Storage deployed at enormous scale will be needed to store that solar for use in the evening, benefiting the entire grid. But Mosley says owners of storage assets can benefit two ways. “When pricing is negative we become a customer to the grid; we get paid to charge,” he says. “We absorb energy from the market but we also absorb energy from local renewable plants that are constrained. Typically you have two sources of value: the market generally, and the [local] node … that is saturated. There is a lot of zero-value power – and we can take advantage of both of those things.”

In RayGen’s case, electricity from the grid or from its PV receivers is used to chill the cold pits close to freezing. “You need to match the heat you are generating with the cold, which is a sink for the ammonia turbine.” If there is solar in even greater abundance, it can be purchased to run a heat pump to charge the hot pits.

In need of balance

Negative and low prices are clear signals that the market does not need more unreliable generation. Wind and solar developers should include storage in their plans, he says, and it’s safe to assume some coal assets will retire ahead of schedule. “That’s what negative pricing suggests.”

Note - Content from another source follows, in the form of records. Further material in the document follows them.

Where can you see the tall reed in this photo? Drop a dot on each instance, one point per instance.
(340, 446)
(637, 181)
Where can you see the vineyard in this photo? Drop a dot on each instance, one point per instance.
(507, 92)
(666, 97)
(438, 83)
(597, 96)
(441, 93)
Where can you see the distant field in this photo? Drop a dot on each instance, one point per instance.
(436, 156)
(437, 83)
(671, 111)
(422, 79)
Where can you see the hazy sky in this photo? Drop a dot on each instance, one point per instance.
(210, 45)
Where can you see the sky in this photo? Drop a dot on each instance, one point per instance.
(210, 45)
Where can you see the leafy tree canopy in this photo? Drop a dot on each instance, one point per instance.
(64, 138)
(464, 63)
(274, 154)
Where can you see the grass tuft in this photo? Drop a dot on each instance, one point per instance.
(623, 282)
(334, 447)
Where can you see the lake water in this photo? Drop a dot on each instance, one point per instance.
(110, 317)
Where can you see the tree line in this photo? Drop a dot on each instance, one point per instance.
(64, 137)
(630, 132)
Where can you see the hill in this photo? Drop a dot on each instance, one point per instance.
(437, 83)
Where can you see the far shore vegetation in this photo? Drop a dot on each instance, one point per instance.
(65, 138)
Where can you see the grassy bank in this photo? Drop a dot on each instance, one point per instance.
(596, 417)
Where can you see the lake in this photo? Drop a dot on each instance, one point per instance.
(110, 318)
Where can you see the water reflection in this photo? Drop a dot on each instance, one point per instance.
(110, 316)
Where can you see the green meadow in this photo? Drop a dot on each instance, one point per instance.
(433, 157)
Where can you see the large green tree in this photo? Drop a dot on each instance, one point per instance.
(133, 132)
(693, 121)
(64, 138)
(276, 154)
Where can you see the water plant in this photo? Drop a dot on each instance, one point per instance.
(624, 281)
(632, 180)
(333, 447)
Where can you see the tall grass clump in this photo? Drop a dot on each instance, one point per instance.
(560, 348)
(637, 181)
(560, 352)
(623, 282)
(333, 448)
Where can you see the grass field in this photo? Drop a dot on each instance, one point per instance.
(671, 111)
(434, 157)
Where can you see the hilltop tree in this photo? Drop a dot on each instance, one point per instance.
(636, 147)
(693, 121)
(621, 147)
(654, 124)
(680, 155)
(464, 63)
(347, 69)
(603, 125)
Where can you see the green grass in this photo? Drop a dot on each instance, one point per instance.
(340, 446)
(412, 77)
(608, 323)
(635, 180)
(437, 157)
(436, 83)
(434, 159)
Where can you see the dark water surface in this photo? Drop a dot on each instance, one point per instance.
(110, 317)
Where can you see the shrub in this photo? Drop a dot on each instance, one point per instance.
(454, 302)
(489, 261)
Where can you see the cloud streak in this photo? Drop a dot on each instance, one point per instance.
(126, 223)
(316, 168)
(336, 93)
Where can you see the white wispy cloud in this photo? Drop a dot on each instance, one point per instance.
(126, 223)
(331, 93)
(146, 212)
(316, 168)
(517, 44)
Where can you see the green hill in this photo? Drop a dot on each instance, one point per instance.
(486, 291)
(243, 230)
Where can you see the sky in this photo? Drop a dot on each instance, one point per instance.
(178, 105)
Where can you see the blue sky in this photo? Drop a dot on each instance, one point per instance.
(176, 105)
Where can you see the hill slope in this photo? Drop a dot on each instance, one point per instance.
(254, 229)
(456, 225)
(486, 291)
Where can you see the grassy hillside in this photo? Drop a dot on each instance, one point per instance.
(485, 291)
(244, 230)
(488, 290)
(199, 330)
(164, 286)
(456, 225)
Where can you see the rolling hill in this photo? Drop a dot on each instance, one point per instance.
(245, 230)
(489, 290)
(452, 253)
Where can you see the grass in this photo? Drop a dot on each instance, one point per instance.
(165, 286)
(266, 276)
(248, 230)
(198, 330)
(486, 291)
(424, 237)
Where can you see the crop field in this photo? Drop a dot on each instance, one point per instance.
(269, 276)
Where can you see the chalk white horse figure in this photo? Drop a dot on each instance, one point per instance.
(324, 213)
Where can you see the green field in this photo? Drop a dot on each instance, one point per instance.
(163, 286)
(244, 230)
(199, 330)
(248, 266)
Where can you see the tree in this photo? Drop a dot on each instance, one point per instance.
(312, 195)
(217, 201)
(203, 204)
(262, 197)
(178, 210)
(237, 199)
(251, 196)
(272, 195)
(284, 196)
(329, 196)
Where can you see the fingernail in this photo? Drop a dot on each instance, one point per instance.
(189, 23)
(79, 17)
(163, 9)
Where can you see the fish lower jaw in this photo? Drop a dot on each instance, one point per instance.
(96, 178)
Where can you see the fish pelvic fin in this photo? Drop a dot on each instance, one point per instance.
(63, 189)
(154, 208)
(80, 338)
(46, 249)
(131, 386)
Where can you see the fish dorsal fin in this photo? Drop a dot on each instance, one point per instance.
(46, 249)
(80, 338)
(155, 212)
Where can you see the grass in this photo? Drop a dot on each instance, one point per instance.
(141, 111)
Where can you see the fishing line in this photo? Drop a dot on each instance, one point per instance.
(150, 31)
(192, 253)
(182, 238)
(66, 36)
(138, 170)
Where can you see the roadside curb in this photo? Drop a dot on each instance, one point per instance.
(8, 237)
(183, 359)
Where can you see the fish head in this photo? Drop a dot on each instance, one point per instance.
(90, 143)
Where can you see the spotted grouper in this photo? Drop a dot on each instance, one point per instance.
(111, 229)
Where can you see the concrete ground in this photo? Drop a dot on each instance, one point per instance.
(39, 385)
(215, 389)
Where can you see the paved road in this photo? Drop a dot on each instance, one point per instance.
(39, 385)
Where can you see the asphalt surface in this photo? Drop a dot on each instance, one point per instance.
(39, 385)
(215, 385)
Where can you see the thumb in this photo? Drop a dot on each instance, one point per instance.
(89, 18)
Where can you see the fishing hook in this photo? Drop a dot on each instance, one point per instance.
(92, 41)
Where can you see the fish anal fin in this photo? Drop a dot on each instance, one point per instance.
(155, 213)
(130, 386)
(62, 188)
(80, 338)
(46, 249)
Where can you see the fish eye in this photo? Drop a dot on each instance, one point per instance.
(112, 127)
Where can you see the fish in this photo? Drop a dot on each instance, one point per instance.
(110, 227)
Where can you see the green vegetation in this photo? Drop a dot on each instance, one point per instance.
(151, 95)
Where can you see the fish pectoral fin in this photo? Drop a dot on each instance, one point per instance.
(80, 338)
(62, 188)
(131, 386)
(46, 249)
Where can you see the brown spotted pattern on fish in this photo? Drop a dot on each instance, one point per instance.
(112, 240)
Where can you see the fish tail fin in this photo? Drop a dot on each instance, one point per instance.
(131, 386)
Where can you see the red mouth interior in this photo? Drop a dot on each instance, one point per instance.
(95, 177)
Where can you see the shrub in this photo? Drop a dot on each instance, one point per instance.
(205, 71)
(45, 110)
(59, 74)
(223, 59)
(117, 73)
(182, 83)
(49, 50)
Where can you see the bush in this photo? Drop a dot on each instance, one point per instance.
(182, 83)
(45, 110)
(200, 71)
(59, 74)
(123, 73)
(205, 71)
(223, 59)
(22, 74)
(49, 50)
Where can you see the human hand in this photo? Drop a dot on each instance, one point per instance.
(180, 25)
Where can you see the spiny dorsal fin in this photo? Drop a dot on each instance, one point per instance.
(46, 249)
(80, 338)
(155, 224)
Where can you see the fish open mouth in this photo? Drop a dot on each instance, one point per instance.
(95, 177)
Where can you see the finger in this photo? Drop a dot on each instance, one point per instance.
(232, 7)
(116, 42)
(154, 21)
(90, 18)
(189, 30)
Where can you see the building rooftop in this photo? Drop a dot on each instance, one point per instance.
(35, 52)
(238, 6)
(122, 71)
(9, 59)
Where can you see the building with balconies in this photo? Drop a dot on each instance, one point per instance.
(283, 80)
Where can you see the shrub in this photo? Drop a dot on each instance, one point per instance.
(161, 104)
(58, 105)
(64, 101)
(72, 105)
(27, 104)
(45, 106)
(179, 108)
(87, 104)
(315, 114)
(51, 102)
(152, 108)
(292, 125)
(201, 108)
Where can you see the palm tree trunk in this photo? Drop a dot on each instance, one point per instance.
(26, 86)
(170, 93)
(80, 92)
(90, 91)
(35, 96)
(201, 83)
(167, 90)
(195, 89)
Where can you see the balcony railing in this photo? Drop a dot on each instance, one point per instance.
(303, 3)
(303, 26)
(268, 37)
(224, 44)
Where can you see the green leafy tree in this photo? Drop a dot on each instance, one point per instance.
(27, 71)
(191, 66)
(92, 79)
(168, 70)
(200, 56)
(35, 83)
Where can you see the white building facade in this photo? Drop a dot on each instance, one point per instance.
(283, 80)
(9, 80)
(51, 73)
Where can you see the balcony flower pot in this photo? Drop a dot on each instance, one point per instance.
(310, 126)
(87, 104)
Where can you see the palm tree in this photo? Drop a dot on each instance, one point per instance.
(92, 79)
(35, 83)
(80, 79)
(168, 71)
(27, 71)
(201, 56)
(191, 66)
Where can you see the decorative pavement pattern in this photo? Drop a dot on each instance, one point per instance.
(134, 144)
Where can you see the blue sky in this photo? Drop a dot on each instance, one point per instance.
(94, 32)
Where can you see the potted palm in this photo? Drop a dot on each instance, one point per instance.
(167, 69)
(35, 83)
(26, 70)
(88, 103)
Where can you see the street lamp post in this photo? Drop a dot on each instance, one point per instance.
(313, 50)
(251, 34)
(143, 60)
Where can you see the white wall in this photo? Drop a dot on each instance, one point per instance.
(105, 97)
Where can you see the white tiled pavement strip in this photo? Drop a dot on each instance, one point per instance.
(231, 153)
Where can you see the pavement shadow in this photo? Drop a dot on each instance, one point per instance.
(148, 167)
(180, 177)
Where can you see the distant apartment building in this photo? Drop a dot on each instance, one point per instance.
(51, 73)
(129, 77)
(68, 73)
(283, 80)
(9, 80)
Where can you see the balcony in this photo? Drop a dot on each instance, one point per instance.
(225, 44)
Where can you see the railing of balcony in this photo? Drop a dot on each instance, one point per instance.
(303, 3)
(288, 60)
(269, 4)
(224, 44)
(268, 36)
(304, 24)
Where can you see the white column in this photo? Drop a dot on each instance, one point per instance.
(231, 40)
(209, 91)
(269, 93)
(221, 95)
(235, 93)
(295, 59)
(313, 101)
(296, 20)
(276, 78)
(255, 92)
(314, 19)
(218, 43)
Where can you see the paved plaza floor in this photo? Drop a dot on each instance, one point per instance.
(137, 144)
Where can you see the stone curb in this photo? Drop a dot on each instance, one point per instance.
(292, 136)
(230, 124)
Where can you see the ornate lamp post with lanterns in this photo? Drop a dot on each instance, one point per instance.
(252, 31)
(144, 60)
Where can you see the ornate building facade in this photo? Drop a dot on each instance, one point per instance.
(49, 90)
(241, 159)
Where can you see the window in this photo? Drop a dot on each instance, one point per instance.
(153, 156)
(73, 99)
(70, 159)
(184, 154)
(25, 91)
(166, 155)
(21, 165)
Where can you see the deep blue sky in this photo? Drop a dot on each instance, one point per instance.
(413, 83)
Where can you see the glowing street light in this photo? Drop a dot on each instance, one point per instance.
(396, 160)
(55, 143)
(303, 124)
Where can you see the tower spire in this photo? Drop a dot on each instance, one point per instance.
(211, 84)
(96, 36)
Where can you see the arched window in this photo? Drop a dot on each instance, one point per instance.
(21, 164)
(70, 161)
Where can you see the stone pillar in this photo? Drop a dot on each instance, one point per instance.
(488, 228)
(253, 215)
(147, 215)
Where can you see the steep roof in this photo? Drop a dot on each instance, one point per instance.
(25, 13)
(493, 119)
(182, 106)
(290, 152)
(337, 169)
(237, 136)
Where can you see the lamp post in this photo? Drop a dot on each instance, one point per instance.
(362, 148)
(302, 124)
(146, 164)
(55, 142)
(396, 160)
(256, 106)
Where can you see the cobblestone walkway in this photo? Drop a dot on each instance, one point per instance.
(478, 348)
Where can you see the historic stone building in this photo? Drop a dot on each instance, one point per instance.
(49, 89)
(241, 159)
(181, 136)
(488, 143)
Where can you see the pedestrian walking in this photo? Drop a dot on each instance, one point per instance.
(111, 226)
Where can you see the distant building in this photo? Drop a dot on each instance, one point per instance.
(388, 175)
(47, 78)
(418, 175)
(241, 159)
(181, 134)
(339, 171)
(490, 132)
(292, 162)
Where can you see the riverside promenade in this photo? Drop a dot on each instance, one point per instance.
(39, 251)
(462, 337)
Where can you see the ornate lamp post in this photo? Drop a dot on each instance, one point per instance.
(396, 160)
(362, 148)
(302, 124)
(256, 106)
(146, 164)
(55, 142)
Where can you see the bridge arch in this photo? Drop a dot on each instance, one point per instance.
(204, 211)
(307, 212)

Retailer AGL has signed on as off-taker to the Carwarp project and is financing $5 million in construction costs. It is also looking into the feasibility of using RayGen’s technology for storage at the Liddell coal power station in NSW, which is due to retire its first unit in April 2022. “We are working with our partners to understand the best model for uptake,” Mosley says. Photon Energy, an investor in RayGen, is relying on the merchant market for sales from its Leeton and Fiveborough solar plants in NSW.

A recent $55 million equity raise included Photon, AGL Energy, Schlumberger New Energy, Chevron Technology Ventures and Equinor Ventures.

The long and short of it

With not enough reliable generation in the NEM, the market for “a hedging product” will increase, Mosley tells EcoGeneration. Take a look at pumped-hydro projects, he says. They are not being valued on their day-to-day power supply but for their potential to supply for hours at a time when the price is spiking. Batteries, on the other hand, are responding to shallow ancillary services markets in short, sharp discharges.

“Unless you can do a long duration of storage, you can’t offer capacity,” Mosley says. “The price is going to spike at 4pm on a hot day in summer and it’s not going to finish at 6pm, it’s going to keep spiking through the evening while all the air-conditioners are on.”

The NEM requires much, much more wind and solar to get clean energy making up anywhere near 80% of supply. At the same time, the demand for electricity will increase as industry and transport are electrified. If storage is built close to demand, that would only mean wasteful overspending on transmission linking solar and wind resources with our cities, many hundreds of kilometres away.

“A 30-40% capacity factor on a transmission line from a solar renewable energy zone to a city is not sufficient to justify that new build,” he says.

Sure, storage at the customer end makes sense but enormous amounts of storage at points of supply will smooth generation and make sure transmission lines are fully utilised. “We see a huge demand for long-duration storage that bulk shifts renewable energy from when it isn’t needed to when it is,” he says. “Realistically you can’t do that with pumped hydro because it isn’t near the solar or wind.”